A lubricating oil viscosity modifier containing a resin (α) and a resin (β),
The resin (α) satisfies the following requirements (I)-1 and (I)-2,
The resin (β) satisfies the following requirements (II)-1 and (II)-2, and
A lubricating oil viscosity modifier, wherein both the resin (α) and the resin (β) satisfy the following requirement (III)-1.
(I)-1: A copolymer of ethylene and at least one α-olefin selected from α-olefins having 3 to 12 carbon atoms, containing 87 to 99 mol% of structural units derived from ethylene. in the range.
(I)-2: Melting point (Tm) measured by differential scanning calorimetry (DSC) is in the range of 50 to 100°C.
(II)-1: A copolymer of ethylene and at least one α-olefin selected from α-olefins having 3 to 12 carbon atoms, containing 30 to 65 mol% of structural units derived from ethylene. in the range.
(II)-2: Does not have a melting point (Tm) determined by differential scanning calorimetry (DSC).
(III)-1: The intrinsic viscosity [η] measured in decalin at 135° C. is in the range of 0.5 to 2.5 dl/g. Claim 1, containing 1 to 99 parts by mass of the resin (α) and 99 to 1 part by mass of the resin (β) (where the total of the resin (α) and the resin (β) is 100 parts by mass) The viscosity modifier for lubricating oil according to . The lubricating oil viscosity modifier according to claim 1 or 2, wherein both the resin (α) and the resin (β) consist of structural units derived from ethylene and structural units derived from propylene. The lubricating oil viscosity modifier according to any one of claims 1 to 3, wherein both the resin (α) and the resin (β) further satisfy the following requirement (III)-2.
(III)-2: Density measured by the density gradient tube method in accordance with JIS K7112 is in the range of 850 to 880 kg/m ³ . The lubricating oil viscosity modifier according to any one of claims 1 to 4, wherein the resin (α) further satisfies the following requirement (I)-3.

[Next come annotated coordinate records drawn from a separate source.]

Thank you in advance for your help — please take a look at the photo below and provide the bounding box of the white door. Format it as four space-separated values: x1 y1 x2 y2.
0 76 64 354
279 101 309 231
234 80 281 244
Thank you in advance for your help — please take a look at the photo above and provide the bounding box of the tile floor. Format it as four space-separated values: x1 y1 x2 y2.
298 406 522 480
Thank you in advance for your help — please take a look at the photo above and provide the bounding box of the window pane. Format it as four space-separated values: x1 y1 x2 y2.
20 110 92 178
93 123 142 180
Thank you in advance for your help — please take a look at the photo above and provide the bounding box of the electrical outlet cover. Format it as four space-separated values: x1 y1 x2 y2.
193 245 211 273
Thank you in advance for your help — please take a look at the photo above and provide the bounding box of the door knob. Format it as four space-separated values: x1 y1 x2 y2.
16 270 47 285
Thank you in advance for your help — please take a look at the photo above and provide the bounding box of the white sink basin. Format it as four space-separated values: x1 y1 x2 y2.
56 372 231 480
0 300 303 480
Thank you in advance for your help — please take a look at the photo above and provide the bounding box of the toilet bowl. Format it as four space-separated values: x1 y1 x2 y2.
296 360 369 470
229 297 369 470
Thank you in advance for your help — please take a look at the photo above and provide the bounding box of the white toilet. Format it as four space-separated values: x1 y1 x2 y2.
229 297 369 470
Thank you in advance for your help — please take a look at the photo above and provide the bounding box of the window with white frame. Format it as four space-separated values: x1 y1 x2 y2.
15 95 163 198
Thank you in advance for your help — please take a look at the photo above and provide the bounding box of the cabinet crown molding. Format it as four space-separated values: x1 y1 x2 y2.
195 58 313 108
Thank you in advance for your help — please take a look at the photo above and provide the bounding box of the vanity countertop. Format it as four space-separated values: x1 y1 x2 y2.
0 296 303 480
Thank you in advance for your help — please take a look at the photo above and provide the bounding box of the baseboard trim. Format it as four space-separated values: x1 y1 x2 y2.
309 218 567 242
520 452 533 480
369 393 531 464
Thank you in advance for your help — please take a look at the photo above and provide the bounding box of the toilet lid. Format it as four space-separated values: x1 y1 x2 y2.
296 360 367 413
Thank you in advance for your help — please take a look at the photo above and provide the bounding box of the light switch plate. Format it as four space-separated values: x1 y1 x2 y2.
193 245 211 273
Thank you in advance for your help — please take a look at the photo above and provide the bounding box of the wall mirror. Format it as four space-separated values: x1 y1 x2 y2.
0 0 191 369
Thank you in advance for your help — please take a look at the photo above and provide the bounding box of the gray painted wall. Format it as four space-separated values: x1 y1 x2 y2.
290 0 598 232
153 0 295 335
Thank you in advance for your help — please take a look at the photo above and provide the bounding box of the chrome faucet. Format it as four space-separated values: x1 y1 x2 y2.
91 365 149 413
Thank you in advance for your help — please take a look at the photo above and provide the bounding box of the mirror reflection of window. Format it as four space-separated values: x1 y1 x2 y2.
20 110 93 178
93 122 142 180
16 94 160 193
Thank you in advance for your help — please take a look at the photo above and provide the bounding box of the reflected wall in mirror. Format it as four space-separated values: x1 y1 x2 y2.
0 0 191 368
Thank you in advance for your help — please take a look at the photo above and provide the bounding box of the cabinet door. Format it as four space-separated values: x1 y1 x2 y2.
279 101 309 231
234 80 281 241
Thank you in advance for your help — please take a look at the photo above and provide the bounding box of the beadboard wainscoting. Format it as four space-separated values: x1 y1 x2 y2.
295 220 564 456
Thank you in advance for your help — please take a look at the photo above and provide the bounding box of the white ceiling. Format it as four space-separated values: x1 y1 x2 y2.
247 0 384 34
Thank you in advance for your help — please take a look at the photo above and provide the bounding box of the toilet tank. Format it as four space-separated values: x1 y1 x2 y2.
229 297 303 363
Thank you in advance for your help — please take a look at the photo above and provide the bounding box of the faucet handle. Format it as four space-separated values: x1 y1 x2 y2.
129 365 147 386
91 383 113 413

(I)-3: The weight average molecular weight (Mw) measured by gel permeation chromatography (GPC) is in the range of 70,000 to 400,000. The lubricating oil viscosity modifier according to any one of claims 1 to 5, wherein the resin (β) further satisfies the following requirement (II)-3.
(II)-3: Weight average molecular weight (Mw) measured by gel permeation chromatography (GPC) is in the range of 1,000 to 100,000 . 1 to 50 parts by mass of the lubricating oil viscosity modifier (A) according to any one of claims 1 to 6, and 50 to 99 parts by mass of the oil (B) (however, the lubricating oil viscosity modifier (A) , the total of oil (B) being 100 parts by mass). 0.1 to 5 parts by mass of the lubricating oil viscosity modifier (A) according to any one of claims 1 to 6, and 95 to 99.9 parts by mass of the lubricating oil base (BB) (however, for lubricating oil A lubricating oil composition comprising a viscosity modifier (A) and a lubricating oil base (BB) (total of 100 parts by mass). 9. The lubricating oil composition according to claim 8, comprising a pour point depressant (C) in an amount of 0.05 to 5% by weight in 100% by weight of said lubricating oil composition. 10. A lubricating oil composition according to claim 8 or 9, wherein the lubricating oil base (BB) is a mineral oil. 10. A lubricating oil composition according to claim 8 or 9, wherein the lubricating oil base (BB) is a synthetic oil.